Démission collective à l’Instance Supérieure Indépendante pour les Élections
Coup de tonnerre mardi à la mi-journée dans la jeune démocratie tunisienne : le président de l'Instance Supérieure Indépendante pour les Élections (ISIE) Chafik Sarsar ainsi que deux autres membres de l'Instance ont annoncé leur démission à la surprise générale. A quelques mois seulement des élections municipales prévues pour le mois de décembre 2017, la mystérieuse démission collective est un séisme qui vient mettre en doute le bon déroulement d’une transition démocratique déjà mal en point.
Chafiq Sarsar est un juriste et universitaire tunisien, spécialiste de droit public, proche du constitutionaliste Yadh Ben Achour, son professeur. Il avait été élu à la tête de l'Instance supérieure indépendante pour les élections par l'assemblée constituante en janvier 2014, en remplacement de Kamel Jendoubi.
On a appris lors d’une conférence de presse convoquée aujourd’hui mardi à Tunis que les deux autres démissionnaires sont deux magistrats : respectivement le vice-président de l'Instance Mourad Moualhi et la juge Lamia Zargouni.
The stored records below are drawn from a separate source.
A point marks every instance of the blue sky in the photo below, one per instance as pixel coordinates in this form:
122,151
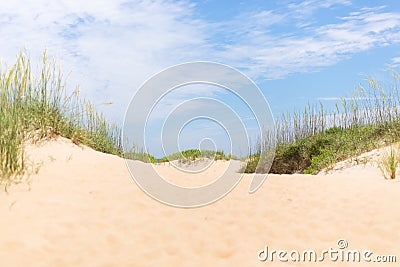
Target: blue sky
296,51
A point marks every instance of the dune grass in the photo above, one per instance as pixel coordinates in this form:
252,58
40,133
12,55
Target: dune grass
316,138
35,106
193,154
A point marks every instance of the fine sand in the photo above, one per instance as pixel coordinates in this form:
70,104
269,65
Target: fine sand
84,209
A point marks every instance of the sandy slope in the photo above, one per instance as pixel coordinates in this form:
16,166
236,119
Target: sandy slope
83,209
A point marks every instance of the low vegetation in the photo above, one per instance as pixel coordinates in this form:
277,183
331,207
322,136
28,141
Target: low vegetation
316,138
193,154
389,162
38,105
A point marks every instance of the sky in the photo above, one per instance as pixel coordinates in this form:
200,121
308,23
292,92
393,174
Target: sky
295,51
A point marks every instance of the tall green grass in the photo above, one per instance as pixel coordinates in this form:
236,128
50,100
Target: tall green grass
37,105
315,138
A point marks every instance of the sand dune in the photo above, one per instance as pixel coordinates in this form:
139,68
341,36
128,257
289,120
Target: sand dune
83,209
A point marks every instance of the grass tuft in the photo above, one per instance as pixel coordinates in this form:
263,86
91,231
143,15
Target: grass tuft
389,162
36,105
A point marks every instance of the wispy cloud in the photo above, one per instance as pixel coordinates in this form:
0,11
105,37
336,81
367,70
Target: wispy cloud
114,46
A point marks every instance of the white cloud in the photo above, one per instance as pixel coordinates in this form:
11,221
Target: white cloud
114,46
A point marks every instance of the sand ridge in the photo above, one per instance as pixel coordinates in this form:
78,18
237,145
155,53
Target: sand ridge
84,209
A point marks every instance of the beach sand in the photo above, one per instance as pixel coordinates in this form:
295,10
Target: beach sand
84,209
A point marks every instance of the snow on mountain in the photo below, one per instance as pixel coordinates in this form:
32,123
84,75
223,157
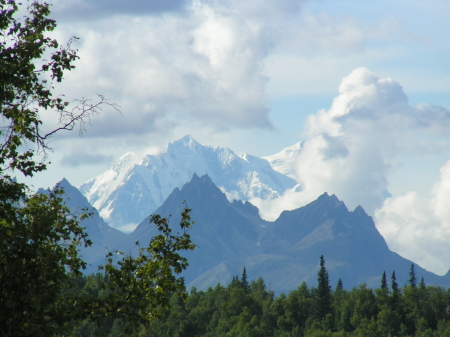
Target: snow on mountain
285,161
133,187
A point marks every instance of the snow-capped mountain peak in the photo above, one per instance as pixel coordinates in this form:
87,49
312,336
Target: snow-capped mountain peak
133,188
285,161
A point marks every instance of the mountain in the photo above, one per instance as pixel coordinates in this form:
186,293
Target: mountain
231,236
222,231
285,161
134,187
104,237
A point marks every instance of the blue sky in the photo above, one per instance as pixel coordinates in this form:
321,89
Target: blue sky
253,76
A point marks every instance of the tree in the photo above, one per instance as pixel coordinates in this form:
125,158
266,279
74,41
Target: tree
323,292
383,281
412,277
244,281
39,237
38,254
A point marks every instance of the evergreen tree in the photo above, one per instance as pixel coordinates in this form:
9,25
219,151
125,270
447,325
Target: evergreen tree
340,285
323,292
383,281
395,296
412,277
244,281
422,283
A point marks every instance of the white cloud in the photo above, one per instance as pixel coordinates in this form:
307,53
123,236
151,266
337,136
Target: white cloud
203,63
418,228
350,149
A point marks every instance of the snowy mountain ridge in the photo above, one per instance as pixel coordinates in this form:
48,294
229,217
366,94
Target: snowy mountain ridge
134,187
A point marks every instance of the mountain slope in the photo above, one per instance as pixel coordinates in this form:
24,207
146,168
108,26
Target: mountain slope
134,188
231,235
222,230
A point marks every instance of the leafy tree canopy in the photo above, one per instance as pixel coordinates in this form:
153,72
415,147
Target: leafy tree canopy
39,237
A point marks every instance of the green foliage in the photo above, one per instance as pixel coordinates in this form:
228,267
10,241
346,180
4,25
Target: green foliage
139,288
39,239
232,311
323,292
31,63
41,293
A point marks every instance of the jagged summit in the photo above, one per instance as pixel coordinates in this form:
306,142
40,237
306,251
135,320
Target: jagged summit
132,188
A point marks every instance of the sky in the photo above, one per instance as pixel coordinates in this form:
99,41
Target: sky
364,85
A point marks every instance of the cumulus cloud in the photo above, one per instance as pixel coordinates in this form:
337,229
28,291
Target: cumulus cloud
202,63
98,9
80,159
418,227
350,149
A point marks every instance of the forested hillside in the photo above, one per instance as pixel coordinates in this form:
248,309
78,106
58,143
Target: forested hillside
244,308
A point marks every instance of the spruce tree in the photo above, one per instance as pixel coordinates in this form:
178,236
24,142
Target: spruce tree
340,285
422,283
383,281
395,296
244,281
412,277
323,291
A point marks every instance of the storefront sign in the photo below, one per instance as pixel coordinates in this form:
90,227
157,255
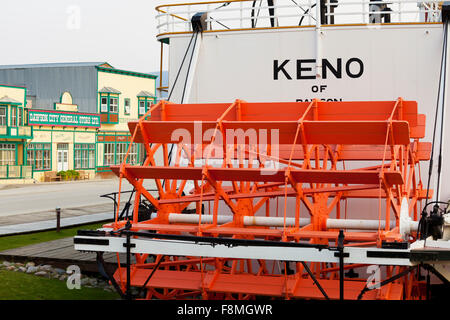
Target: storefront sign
70,119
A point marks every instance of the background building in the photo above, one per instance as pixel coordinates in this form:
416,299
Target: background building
14,133
78,113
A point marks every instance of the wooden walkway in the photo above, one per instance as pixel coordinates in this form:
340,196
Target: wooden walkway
60,253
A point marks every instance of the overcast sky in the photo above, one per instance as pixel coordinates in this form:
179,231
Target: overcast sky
120,32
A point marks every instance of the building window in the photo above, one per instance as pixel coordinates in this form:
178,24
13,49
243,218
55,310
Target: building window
104,104
113,104
114,153
145,104
126,104
7,154
13,116
121,152
39,156
3,116
20,110
109,151
141,108
84,155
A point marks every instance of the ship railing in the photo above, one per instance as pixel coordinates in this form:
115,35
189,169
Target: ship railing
250,14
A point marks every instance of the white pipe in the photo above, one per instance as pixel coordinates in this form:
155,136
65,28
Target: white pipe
356,224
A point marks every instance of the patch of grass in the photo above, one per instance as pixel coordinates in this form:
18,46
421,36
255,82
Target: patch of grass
17,241
21,286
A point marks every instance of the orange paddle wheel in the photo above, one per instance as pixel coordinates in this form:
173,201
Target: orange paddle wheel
334,179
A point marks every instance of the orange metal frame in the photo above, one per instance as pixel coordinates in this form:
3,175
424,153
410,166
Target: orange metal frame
320,148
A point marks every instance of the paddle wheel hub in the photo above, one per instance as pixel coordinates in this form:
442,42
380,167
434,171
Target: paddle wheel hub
287,196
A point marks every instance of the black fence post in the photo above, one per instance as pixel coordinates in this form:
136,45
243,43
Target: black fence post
58,218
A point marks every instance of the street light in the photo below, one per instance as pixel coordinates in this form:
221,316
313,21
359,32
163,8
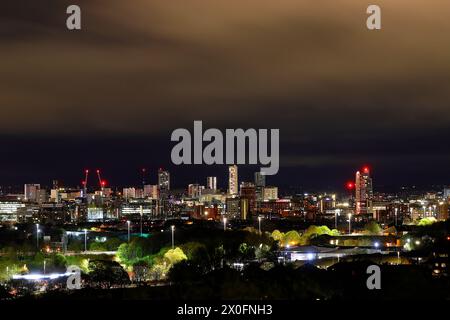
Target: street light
259,224
349,223
85,240
128,223
173,238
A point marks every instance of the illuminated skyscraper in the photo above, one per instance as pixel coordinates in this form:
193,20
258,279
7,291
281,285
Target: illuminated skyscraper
211,183
163,180
363,191
31,192
260,179
233,180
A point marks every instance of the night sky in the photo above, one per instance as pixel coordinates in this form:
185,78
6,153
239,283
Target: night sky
110,95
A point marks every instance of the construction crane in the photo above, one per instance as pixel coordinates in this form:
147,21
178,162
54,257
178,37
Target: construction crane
86,174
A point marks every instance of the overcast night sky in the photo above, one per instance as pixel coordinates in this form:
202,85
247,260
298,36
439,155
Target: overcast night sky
110,95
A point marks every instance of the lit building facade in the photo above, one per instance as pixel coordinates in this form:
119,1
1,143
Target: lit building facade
233,180
211,183
363,192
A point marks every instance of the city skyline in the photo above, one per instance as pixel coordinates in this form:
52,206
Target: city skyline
338,104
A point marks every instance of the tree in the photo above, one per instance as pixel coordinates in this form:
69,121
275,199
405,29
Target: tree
174,256
427,221
372,227
291,238
107,273
277,235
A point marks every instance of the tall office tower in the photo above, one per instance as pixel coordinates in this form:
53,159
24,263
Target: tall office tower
211,183
260,183
195,190
363,191
248,192
163,180
32,192
151,191
260,179
232,180
270,193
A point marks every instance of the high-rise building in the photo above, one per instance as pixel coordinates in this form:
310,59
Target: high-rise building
195,190
211,183
260,183
363,191
232,180
446,193
163,180
248,192
32,192
129,193
270,193
151,191
260,179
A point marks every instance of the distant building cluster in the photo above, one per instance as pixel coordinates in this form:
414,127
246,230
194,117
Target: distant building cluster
243,200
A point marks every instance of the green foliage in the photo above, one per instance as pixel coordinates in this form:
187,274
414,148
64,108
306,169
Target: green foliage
107,273
372,227
427,221
174,256
291,238
277,235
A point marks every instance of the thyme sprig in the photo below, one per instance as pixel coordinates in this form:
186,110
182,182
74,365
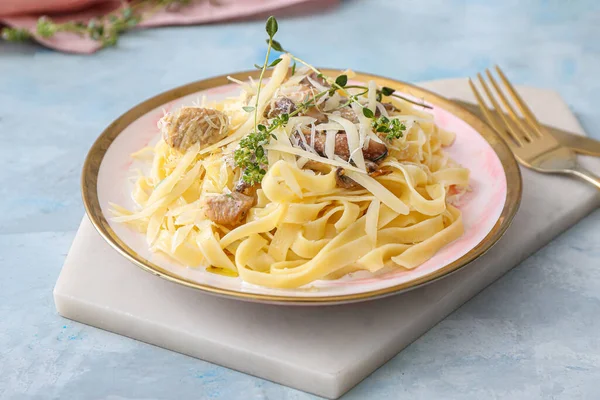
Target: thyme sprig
106,29
393,128
251,156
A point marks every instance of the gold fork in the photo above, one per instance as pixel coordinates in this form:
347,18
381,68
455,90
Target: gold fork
531,143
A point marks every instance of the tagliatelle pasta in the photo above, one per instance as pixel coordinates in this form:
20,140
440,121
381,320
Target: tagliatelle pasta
350,179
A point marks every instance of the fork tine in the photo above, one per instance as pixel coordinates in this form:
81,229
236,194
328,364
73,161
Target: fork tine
492,120
509,107
529,116
499,111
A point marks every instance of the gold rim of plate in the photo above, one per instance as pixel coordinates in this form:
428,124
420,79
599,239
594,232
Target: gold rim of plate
91,167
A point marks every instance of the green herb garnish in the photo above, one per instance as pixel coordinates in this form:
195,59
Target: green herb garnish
393,128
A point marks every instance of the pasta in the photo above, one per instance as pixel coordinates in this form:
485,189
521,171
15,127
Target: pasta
351,179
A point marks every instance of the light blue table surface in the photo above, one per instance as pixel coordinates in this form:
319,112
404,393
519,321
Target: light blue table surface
534,334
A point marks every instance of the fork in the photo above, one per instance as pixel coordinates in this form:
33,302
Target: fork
530,142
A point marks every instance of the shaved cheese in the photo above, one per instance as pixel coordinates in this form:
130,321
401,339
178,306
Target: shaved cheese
372,95
329,126
301,121
330,144
265,96
378,190
372,219
314,157
304,142
353,141
332,102
316,84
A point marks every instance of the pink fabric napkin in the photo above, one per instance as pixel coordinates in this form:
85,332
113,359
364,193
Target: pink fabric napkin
25,13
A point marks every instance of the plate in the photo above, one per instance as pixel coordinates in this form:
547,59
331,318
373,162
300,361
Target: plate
487,210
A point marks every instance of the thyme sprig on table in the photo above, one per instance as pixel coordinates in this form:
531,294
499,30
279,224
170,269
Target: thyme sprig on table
106,29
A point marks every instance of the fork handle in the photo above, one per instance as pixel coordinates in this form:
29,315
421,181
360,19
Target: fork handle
586,175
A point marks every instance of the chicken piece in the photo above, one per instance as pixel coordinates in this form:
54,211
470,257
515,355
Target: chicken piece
189,125
282,105
375,151
228,209
317,167
344,182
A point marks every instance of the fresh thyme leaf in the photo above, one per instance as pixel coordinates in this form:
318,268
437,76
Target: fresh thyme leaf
275,62
341,80
104,29
45,28
277,46
393,128
16,34
271,26
294,68
387,91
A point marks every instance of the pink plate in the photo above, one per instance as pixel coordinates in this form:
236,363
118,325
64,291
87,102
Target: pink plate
487,209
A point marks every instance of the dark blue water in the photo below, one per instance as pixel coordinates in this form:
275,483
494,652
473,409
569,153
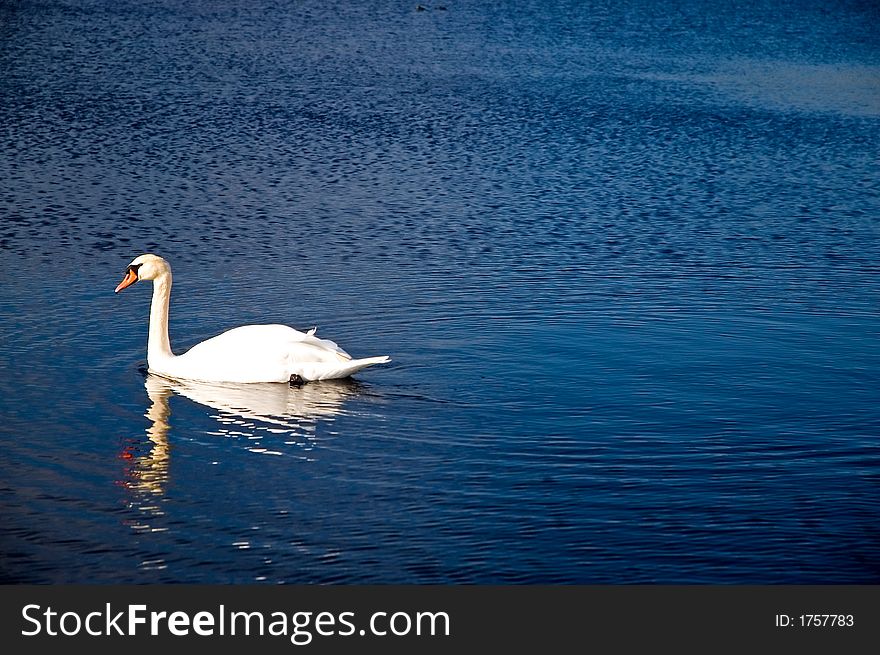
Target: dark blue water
624,256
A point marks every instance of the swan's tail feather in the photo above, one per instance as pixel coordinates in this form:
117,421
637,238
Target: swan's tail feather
349,368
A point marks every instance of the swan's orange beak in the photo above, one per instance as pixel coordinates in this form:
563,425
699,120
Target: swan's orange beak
130,278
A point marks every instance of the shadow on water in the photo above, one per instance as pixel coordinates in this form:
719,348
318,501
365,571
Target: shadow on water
251,411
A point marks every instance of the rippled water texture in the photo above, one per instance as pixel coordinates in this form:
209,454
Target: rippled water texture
624,257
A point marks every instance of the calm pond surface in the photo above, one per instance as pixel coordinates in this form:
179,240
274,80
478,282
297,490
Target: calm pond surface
624,257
« Notre décision est responsable, nous avons été contraints à la démission » a affirmé Chafik Sarsar qui a indiqué que « des tensions internes au sein du Conseil de l'Instance touchent aux principes et aux valeurs démocratiques »… « J’appelle l'Assemblée des représentants du peuple à remplacer les membres démissionnaires au plus vite, avant les vacances parlementaires », a-t-il conclu avant de quitter la conférence en pleurs, visiblement ému…
Interrogé dans les couloirs de l’ARP, le député Salem Labyadh pense que la démission pourrait être en rapport avec une « ingérence du pouvoir exécutif, ou des grands partis au pouvoir dans le pays » dans les affaires de l’Instance indépendante. On se souvient que même si cela fait partie des prérogatives de l’ISIE, Chafiq Sarsar avait dû trancher in extremis sur la date du 17 décembre pour les prochaines élections, face à la passivité du pouvoir.
"Conflits en interne"
D’autres évoquent la polémique autour du référendum sur le projet de loi de réconciliation économique que l'ISIE s’était dit hier lundi unilatéralement « prête à organiser » via son membre Nabil Baffoun.
Aussitôt après avoir annoncé son départ, Chafik Sarsar est déjà sous le feu des critiques des internautes et de l’opinion pour ne pas avoir divulgué avec plus de précision les raisons de cette débâcle d’une instance que l’on pensait relativement en bonne santé, laissant libre cours aux spéculations les plus folles, l’ISIE étant la garante morale et institutionnelle de la vie démocratique du pays.
Hier Chawki Tabib, président de l'Instance nationale de lutte contre la corruption, avait annoncé que faute de moyens et de budget adéquat, son instance va devoir bientôt se séparer d’une partie de son personnel administratif, ce qui vient rappeler plus généralement la situation encore précaire de ces nouveaux régulateurs du pouvoir que sont les instances indépendantes institutionnalisées par la nouvelle Constitution, mais qui ont encore maille à partir avec « l’Etat profond » et l’administration tunisienne.